Никодим хотел встать, что-то сказать, сделать, но она, не шевелясь, сказала ему, почти выкрикнула, плачущим голосом:
— Не трогайте меня, не трогайте.
Желтый колеблющийся свет шарил в темноте по стенам, желтым кружком маячил на потолке, вспыхивал на минуту, после того как от фитиля скатывался стеарин и снова становился тусклым. Никодим молча сидел на диване и все время ощущал на своем лбу поцелуй Зины — скупой, короткий, но такой горячий и острый, точно какая-то печать легла на душу, обожгла ее неожиданным. Мысли бежали к ней, к Зине, — какая она странная и порывистая, — вот такой человек душу отдаст, если она содрогнется в нем и раскроется…
Потом она обернулась и, боясь, что он захочет обнять ее или еще что-нибудь сделает, чтобы показать, что она этим неожиданным поцелуем стала близким ему человеком, Зина пугливо встала в угол дивана и, точно защищаясь от него, положила на груди крест-накрест руки, так что тонкие, совсем тонкие пальцы ее лежали на плечах, вошли в них, потому что плечи она вобрала в себя пугливо, и они не перестали вздрагивать, пальцы на черном платье казались длинными, совсем тонкими и лежали они как-то по-детски беспомощно и легко, будто не прикасаясь к плечам. Глаза, все еще наполненные слезами, глубокими стали и такими печальными, что еще минута, одно мгновение и из них снова польются слезы. Каштановые темные волосы в крупных завитках отсвечивали темной потухшей бронзой и по ним все время пробегало колебание мигавшей свечи.
— Это я хотела своею душой прикоснуться к вам, и мне показалось, что это сделать можно только так, как я сделала… Правда ведь, Никодим?! Правда, милый?!
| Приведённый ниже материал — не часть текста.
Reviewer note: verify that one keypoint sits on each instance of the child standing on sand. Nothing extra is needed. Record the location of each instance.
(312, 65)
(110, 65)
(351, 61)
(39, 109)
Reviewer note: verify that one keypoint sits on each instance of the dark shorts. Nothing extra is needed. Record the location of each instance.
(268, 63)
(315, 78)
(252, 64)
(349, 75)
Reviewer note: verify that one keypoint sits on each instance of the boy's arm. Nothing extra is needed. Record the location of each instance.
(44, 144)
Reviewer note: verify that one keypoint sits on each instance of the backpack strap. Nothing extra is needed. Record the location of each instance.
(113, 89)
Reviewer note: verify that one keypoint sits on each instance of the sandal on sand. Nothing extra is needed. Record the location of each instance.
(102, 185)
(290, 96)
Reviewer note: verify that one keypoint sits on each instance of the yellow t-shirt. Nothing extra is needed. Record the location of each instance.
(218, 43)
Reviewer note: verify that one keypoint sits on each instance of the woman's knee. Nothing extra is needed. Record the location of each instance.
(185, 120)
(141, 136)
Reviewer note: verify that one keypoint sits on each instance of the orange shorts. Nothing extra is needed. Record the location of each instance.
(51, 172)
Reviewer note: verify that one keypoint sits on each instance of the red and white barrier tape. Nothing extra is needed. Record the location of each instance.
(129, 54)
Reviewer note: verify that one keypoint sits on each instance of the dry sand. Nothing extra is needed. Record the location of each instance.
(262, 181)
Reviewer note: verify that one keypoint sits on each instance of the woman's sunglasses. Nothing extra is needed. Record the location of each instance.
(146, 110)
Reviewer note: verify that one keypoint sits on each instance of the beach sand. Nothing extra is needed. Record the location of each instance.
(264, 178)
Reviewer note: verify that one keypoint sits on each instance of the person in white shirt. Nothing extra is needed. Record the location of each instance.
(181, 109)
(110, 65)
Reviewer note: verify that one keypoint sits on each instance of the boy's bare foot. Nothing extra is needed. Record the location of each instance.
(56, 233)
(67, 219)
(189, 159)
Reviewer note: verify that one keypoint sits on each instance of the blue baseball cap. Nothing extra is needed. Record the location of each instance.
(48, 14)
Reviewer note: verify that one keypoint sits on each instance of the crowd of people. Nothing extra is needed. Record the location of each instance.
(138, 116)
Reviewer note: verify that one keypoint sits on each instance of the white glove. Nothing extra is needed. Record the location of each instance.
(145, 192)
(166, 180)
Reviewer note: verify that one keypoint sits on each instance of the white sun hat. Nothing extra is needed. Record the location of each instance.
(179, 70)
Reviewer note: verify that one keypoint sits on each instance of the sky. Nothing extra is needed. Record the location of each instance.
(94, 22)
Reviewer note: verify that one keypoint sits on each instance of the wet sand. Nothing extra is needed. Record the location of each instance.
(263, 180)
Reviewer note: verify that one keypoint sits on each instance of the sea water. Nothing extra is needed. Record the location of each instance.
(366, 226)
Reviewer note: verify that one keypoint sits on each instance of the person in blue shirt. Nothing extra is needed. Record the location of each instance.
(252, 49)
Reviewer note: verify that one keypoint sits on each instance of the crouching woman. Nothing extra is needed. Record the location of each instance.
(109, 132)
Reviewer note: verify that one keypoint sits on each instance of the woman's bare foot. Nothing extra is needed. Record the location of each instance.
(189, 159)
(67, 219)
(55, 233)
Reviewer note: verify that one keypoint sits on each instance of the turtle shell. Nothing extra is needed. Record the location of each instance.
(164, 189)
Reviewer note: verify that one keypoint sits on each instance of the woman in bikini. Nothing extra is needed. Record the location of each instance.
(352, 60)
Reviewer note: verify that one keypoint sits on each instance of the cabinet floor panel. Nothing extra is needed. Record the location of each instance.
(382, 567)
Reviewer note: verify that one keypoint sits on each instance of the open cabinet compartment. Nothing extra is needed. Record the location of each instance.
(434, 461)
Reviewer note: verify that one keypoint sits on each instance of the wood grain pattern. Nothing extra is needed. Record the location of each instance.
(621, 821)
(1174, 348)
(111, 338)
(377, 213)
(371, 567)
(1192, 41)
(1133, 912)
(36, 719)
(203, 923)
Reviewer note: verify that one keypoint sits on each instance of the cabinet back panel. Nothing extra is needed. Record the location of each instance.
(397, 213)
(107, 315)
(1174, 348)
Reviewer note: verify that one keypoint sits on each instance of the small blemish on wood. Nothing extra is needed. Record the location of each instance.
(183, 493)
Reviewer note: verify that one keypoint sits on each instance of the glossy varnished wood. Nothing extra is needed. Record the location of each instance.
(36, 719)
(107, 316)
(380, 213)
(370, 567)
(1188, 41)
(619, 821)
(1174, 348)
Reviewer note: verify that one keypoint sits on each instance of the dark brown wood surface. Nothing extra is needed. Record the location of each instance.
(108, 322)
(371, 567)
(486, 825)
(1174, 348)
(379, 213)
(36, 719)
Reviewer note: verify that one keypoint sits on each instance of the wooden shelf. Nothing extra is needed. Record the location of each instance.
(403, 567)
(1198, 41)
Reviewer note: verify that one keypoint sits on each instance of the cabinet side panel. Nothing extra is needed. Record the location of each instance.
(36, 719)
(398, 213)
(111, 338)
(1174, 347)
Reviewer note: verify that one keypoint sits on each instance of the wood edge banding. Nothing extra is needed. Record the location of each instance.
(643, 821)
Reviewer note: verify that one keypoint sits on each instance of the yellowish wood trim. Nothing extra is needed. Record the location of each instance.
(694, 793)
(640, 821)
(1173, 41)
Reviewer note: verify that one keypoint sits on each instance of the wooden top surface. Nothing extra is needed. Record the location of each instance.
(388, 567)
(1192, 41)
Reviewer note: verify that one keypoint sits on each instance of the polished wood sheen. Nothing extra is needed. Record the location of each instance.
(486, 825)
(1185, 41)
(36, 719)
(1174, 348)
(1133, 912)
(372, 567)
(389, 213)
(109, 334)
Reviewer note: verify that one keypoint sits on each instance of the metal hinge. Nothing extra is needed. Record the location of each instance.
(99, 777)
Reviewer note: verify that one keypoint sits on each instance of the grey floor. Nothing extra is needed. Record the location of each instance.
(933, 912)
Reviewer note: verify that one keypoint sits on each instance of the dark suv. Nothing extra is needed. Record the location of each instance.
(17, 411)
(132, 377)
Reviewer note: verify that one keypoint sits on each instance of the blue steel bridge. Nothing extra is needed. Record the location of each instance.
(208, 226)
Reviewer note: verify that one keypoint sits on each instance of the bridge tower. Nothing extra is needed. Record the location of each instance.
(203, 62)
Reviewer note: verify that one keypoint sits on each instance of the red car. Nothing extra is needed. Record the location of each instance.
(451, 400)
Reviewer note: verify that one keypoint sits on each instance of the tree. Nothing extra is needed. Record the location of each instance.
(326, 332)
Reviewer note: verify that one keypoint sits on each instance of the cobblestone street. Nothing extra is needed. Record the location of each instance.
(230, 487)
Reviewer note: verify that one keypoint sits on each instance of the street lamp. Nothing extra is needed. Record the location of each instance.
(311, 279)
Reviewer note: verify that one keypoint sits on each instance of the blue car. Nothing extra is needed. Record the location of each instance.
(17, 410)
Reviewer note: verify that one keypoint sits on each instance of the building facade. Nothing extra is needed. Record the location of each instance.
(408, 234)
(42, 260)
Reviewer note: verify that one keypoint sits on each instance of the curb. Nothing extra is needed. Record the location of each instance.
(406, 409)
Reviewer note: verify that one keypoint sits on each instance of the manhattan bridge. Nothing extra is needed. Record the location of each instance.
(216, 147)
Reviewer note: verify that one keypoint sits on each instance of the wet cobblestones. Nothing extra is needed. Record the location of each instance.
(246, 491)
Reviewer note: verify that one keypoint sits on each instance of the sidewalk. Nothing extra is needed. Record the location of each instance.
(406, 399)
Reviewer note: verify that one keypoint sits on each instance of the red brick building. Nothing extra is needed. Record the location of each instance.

Глубоким вздохом ответ прозвучал:
— Правда, милая девушка, — правда!
— А меня все зовут девочкой… Я ведь до сих как девочка, и я жизни совсем-совсем не знаю… Она такая большая… Но хорошая и совсем нестрашная… Мне только всегда больно, ужасно больно становится, что люди от ней страдают, и когда я это почувствую, и всегда неожиданно это приходит ко мне, то у меня не хватает сил страдать вместе со всеми… мне вот кажется, что я должна своей жизнью выстрадать жизнь людей, а это так тяжело, милый… Теперь у меня близкий есть, самый близкий человек в мире. У меня еще одна такая минута была, но тогда я только заплакала. Тогда я еще девочкой была, совсем девочкой… Когда-нибудь я расскажу вам, теперь у меня сил нет и холодно мне, еще ни разу так не было холодно…
Никодим подал ей беличью шубку, теплую, мягкую, крытую черным сукном, бережно, чтобы не прикасаться к ней, накинул ей на плечи, она закуталась в нее и стала совсем маленькой, как ребенок, только большие черные глаза были огнями большой души.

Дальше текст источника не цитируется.